总体而言,话题反映出对企业 AI 公告的深刻怀疑,尤其是在缺乏可验证证据或明显以营销为导向的情况下。社区虽承认 AI 在攻防能力上带来了重大变化,但仍强调人类专业知识在验证和基本编码实践方面不可替代的作用。该线程还暴露了由于 LLM 在专业交流中广泛采用而导致的写作风格同质化和由此产生的文化疲劳。 • The blog post is criticized for being a vague, AI-generated advertisement that rehashes the Mythos announcement without providing concrete data, making it difficult to compare the new model to predecessors.
• There is skepticism regarding the "step function" improvement claims, with some attributing the model's success to compute-intensive, always-on operation rather than a fundamentally different base model.
• Commenters highlight a growing trend of corporate blogs being written by LLMs, leading to a loss of distinct voice and an increase in "load-bearing" terminology and bland corporate style.
• The discussion raises concerns about "model collapse" or a feedback loop where AI-generated content becomes training data, potentially stifling human creativity and diversity of expression.
• While Mythos is praised for its ability to chain low-severity bugs into complex exploits, critics note that it still requires significant human expertise to verify findings and avoid false positives or hallucinated issues.
• The post's "lessons learned" are viewed as obvious, though the concept of adversarial review is noted as a valuable takeaway for improving AI workflows in various fields.
• Security professionals emphasize that while AI lowers the cost of finding vulnerabilities, the solution is not more AI, but rather writing secure code and using memory-safe languages to mitigate inevitable human error.
• The cURL maintainer's evaluation of Mythos is cited as evidence that the model may be underwhelming against well-audited codebases, though it remains a significant threat to the vast amount of "shitty" or insecure code in the wild.
• There is frustration over the lack of transparency and hard numbers regarding the severity of vulnerabilities found and the ratio of false positives, which fuels skepticism about the tool's actual efficacy.
• The conversation touches on the irony of Anthropic, a company focused on AI safety, potentially using AI for their own marketing while their products like Claude Code still exhibit significant bugs.
The discussion reflects a deep-seated skepticism toward corporate AI announcements, particularly when they lack empirical evidence or appear to be marketing-driven.
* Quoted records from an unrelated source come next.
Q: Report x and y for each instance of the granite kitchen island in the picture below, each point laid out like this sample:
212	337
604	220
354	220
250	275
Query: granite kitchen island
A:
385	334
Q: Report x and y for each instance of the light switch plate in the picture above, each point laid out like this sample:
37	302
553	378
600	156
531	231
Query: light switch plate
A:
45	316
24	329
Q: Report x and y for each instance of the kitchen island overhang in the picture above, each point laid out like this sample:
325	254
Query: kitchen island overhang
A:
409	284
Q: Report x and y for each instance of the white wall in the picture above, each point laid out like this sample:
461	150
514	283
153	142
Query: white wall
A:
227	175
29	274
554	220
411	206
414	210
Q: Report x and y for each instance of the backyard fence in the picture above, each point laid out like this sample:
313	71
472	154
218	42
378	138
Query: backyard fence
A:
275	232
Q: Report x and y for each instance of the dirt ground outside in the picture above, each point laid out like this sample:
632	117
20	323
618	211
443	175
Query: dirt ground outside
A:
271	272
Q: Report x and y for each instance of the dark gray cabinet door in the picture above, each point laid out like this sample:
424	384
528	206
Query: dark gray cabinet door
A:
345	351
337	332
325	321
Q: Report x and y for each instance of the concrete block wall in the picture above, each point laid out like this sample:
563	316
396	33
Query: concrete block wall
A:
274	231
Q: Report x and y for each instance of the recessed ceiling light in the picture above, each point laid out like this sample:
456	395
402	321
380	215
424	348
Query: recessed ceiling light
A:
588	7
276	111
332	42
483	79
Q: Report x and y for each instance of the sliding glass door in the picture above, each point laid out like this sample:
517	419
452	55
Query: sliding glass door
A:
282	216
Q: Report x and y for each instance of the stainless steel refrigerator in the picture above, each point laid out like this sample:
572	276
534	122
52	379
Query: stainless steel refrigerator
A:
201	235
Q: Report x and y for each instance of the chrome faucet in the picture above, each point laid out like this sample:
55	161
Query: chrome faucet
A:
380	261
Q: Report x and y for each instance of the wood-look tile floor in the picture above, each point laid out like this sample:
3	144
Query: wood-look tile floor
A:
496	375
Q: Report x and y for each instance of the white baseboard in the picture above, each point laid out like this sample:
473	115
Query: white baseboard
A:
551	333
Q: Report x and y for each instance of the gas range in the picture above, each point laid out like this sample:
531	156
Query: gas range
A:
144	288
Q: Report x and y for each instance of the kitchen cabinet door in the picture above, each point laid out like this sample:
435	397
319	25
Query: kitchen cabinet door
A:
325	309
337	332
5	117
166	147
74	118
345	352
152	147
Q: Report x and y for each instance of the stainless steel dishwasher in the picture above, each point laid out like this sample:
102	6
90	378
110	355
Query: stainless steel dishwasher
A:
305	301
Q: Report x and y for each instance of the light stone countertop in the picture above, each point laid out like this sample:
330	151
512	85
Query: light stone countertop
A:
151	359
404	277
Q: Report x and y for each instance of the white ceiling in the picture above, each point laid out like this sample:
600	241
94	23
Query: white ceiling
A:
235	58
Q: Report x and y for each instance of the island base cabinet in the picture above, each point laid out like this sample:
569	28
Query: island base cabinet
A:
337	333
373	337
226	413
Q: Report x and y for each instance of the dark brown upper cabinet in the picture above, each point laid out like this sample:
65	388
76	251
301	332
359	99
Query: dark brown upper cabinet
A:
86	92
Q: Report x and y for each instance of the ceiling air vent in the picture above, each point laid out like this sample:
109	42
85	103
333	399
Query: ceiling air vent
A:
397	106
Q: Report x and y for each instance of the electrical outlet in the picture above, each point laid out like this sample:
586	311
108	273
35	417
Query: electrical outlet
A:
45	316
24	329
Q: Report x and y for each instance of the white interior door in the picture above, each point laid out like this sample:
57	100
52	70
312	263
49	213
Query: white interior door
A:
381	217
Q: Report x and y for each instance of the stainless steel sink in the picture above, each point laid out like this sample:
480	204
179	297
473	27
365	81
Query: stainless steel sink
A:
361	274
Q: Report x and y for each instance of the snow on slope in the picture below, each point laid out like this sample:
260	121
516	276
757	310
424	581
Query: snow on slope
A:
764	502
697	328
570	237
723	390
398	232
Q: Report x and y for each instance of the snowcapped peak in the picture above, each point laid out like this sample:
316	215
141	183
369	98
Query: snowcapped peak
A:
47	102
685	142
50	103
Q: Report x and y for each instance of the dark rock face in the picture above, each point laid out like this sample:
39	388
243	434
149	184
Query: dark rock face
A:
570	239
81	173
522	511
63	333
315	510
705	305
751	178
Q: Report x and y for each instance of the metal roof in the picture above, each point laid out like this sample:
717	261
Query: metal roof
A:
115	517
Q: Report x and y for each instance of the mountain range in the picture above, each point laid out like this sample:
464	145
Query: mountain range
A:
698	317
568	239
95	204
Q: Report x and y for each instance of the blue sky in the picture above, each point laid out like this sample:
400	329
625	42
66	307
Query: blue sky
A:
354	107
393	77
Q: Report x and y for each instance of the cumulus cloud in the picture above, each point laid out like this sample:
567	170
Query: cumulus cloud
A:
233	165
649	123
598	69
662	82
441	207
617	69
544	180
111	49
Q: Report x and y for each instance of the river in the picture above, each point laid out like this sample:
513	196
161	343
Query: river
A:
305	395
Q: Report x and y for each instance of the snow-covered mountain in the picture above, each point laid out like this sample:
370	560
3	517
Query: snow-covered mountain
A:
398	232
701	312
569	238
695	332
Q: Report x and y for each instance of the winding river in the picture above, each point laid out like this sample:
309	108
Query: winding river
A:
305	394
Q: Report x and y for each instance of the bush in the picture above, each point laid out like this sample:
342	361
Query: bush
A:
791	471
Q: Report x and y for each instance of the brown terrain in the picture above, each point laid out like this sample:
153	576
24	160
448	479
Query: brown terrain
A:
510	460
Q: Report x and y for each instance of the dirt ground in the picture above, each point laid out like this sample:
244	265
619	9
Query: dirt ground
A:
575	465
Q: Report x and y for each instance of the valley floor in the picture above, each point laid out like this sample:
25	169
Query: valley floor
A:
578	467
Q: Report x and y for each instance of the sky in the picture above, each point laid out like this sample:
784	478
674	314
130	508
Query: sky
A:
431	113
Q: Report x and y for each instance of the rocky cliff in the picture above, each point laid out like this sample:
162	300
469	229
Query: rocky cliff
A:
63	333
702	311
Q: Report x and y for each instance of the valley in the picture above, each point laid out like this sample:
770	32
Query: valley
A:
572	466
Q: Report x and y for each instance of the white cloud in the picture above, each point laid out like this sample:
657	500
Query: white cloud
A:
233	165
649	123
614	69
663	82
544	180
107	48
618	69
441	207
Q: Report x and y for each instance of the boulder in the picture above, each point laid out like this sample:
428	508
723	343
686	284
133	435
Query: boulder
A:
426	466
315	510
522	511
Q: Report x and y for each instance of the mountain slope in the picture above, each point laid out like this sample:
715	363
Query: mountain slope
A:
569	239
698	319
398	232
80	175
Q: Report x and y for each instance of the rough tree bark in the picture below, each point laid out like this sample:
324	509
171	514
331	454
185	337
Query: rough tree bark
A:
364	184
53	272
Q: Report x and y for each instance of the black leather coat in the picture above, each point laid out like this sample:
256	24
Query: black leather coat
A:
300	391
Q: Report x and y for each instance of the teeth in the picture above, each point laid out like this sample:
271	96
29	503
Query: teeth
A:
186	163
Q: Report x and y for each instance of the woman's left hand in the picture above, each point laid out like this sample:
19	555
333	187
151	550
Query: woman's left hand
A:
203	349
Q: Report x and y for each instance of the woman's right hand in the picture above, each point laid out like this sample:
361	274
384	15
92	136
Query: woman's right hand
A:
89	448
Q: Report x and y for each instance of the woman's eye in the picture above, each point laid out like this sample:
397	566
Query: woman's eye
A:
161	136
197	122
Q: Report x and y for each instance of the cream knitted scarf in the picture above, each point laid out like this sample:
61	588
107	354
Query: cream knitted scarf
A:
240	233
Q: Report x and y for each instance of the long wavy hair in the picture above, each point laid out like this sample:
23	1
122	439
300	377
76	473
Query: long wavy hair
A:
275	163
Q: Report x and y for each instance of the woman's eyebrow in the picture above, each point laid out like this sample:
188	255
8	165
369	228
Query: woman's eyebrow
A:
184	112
While there is an acknowledgment that AI represents a significant shift in offensive security capabilities, the community stresses the irreplaceable role of human expertise in verification and the necessity of fundamental secure coding practices. The thread also reveals a cultural fatigue with the homogenization of writing styles caused by the widespread adoption of LLMs in professional communication.